John Russo: Alameda City Manager’s First Year

In local government, pleasing everyone is an impossible goal. However, the long list of first-year accomplishments credited to Alameda’s city manager won over most people, even if some remain partially reserved in their praise.

He helped earn concessions from labor, secured a contract with the Navy to take control of the local pier without paying more than $100 million, and brought in managers to take over departments that had been lacking leadership. But, the city council member who voted against his appointment points to a lack of progress on the budget as a point of reserved praise.

Others would point at challenges that have arisen in the city in the last year as missteps. But for John Russo, sees positives in each situation. The city hired an independent consultant to delve into how the city responds to emergency situations after a man drowned. After the city removed trees without what some considered sufficient notification or discussion, the city reached out to upset stakeholders and included them in the new streetscaping plan.

From The Alamedan.org:

John Russo seems strangely uncomfortable detailing what he’s accomplished during his inaugural year as Alameda’s city manager. Russo – a man who has passionately argued his case at any number of City Council meetings, where he has showcased his erudition with a steady peppering of 50-cent words and even warbled the occasional Beach Boys tune – doesn’t want to come off like he’s trying to brag.

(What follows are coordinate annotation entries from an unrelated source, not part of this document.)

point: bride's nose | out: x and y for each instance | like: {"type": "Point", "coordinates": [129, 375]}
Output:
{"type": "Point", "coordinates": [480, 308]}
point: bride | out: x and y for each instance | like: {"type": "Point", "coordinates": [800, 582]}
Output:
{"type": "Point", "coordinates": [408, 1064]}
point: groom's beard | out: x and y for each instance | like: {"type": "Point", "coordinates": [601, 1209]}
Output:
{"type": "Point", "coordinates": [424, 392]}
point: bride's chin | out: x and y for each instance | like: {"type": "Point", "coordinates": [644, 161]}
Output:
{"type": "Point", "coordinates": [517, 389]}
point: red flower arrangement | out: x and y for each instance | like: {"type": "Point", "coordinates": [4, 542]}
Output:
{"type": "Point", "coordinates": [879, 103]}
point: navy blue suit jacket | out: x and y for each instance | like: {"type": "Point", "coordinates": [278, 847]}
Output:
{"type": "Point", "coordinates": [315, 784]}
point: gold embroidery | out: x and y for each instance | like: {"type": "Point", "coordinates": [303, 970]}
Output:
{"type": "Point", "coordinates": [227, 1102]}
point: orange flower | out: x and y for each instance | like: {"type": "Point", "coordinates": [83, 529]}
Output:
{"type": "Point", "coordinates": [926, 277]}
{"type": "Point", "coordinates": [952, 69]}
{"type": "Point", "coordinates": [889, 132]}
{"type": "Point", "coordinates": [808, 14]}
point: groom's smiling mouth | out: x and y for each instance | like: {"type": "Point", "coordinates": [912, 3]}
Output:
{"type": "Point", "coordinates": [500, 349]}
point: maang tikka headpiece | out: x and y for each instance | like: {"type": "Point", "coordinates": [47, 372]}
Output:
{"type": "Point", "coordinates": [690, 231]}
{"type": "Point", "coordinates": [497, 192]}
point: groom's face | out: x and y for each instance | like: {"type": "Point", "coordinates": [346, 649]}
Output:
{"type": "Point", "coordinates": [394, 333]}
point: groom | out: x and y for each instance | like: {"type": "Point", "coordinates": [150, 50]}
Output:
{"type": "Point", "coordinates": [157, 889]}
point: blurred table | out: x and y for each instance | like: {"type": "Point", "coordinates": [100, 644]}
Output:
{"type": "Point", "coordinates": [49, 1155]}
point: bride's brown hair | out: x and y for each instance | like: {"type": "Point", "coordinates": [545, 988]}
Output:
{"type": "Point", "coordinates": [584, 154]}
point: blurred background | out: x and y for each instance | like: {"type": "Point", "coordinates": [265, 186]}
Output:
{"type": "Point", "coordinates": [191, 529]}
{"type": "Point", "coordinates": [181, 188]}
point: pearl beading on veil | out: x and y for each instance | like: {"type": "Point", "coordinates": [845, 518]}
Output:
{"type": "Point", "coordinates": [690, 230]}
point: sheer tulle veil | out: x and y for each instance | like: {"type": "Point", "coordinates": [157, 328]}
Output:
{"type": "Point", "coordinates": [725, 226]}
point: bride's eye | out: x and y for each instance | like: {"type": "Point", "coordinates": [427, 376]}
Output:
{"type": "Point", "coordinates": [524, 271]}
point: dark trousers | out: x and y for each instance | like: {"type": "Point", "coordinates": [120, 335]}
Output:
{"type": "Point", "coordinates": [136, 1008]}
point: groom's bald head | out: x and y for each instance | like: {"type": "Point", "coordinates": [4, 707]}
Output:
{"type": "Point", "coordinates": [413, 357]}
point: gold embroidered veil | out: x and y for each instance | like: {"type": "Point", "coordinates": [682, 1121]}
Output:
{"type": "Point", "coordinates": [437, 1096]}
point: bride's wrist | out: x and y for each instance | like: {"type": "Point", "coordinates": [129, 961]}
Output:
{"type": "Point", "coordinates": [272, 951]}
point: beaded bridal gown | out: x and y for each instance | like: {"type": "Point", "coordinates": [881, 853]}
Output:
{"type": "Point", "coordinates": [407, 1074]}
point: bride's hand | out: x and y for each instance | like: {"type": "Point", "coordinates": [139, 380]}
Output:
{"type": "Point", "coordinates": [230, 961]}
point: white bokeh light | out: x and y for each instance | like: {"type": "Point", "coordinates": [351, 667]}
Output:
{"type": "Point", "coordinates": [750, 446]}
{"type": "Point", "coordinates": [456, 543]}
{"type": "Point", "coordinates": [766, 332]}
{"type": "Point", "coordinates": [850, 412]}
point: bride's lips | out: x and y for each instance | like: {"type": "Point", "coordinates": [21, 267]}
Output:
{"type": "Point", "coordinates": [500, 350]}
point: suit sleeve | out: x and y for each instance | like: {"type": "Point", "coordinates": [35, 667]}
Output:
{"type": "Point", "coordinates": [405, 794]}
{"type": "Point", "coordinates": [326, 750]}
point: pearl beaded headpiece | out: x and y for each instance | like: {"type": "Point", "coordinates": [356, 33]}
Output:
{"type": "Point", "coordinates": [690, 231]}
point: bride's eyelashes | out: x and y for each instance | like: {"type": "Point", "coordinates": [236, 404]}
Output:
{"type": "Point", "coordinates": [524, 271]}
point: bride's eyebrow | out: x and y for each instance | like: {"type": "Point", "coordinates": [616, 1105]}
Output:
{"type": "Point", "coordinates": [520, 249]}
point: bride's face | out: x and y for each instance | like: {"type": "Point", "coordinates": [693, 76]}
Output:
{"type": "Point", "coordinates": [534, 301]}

But some of the City Council members who hired Russo feel he has a lot to brag about for this first year, which wrapped on June 13. He closed a long-sought deal with the Navy that will allow the city to take control of much of Alameda Point by the end of 2012 without paying the $108.5 million the Navy had previously demanded, hired a slew of top managers to run leaderless departments, put in place a series of policies intended to make City Hall more accessible to residents and won concessions from labor unions that will see hundreds of city workers paying more toward their pensions and benefits.